Но этому не суждено было сбыться. После весьма бурного, полного эйфории развития военного времени, после нисходящей фазы экономического цикла, характерной для первых послевоенных лет, итальянская экономика действительно вступала в период всеобщего острого кризиса. Производство испытывало застой, и трудности в некоторых важнейших отраслях промышленности очень быстро отражались на состоянии финансовых учреждений. В декабре 1921 г. Банка ди сконто прекратил операции, что привело к разорению тысяч мелких вкладчиков и вызвало ощущение, что возвращаются времена банковских скандалов конца XIX в. Одновременно росли показатели безработицы, а параллельно этому количество забастовок сокращалось. Главной жертвой кризиса, как обычно, стали профсоюзы; численность их членов и возможности для маневров резко сократились. Стагнация, на которую были обречены все, привела к обострению разногласий и столкновений в лагере социалистов, проявившихся ранее, во время захвата фабрик и апрельской забастовки в Турине. В этой обстановке в ИСП зрела цепь расколов. Первым таким событием, имевшим наиболее значительные последствия, было отделение левого крыла в январе 1921 г. и создание Итальянской коммунистической партии (ИКП) — крошечной группы, экстремистский радикализм которой не предвещал еще, что судьба сможет улыбнуться ей позднее. Вслед за коммунистами в октябре 1922 г. ушли реформисты, так что к моменту прихода к власти фашистов старая славная ИСП оказалась разрубленной на три части.
Экономический кризис, ослаблявший рабочее социалистическое движение, оказал, напротив, возбуждающий и укрепляющий эффект на «итальянскую реакцию», если понимать под этим термином все те общественные слои и группы — военные, промышленные, аграрные, — которые оказались неспособными противостоять бунтарской волне 1919 г. и мечтали о восстановлении дисциплины и государственного порядка военных лет. В кризисе профсоюзов и социалистического движения, в разочаровании и растерянности, которые росли в массах, угадывалась возможность окончательного решения проблем авторитарным путем. Джолитти и его традиционная взвешенная политика теперь представлялись устаревшими. Требовался более энергичный человек, с более дерзкими взглядами, который вместо непрочного и нестабильного баланса был бы способен обеспечить стране долгое и окончательное равновесие.
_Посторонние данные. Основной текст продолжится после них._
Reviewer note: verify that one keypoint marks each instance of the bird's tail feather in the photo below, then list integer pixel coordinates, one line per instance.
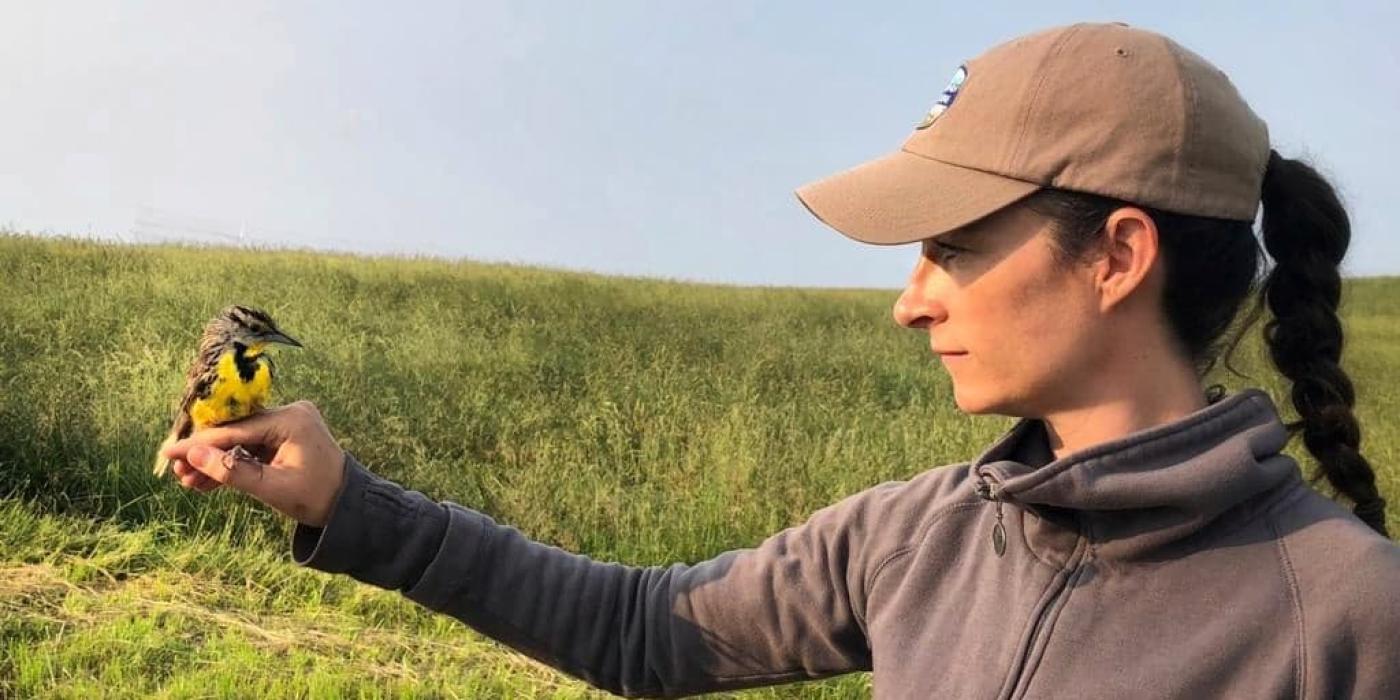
(161, 464)
(184, 426)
Таким человеком стал, как известно, Бенито Муссолини. После своего скандального выхода из ИСП и перехода в лагерь интервенционистов темпераментный уроженец Романьи завербовался в армию и оставался там ровно столько, сколько требовалось для того, чтобы затем украсить себя званием ветерана, раненного на войне, хотя, кажется, установлен факт, что он никогда не был на передовой, а его ранение приписывается случайности во время учений. После этого Муссолини вновь возглавил газету «Пополо д’Италия», а в 1919 г. основал фашистское движение. В действительности это новое политическое объединение, состоявшее из отщепенцев и авантюристов и имевшее в своей основе исключительно разнородную и демагогическую программу, было типичным побочным продуктом дезориентации общества послевоенных лет, а то небольшое влияние, которым это движение пользовалось, являлось отражением «похода на Фиуме» Д’Аннунцио, ибо Муссолини был одним из наиболее громогласных защитников и глашатаев этой акции. На выборах в ноябре 1919 г. фашисты смогли выставить свой список кандидатов лишь в Миланском округе и получили там смехотворную поддержку — немногим более 4 тыс. голосов. Именно после этого Муссолини всерьез задумался о том, чтобы оставить политическую деятельность и посвятить себя какому-нибудь из своих многочисленных увлечений — от авиации до театра, — к которым он, как ему казалось, имел призвание.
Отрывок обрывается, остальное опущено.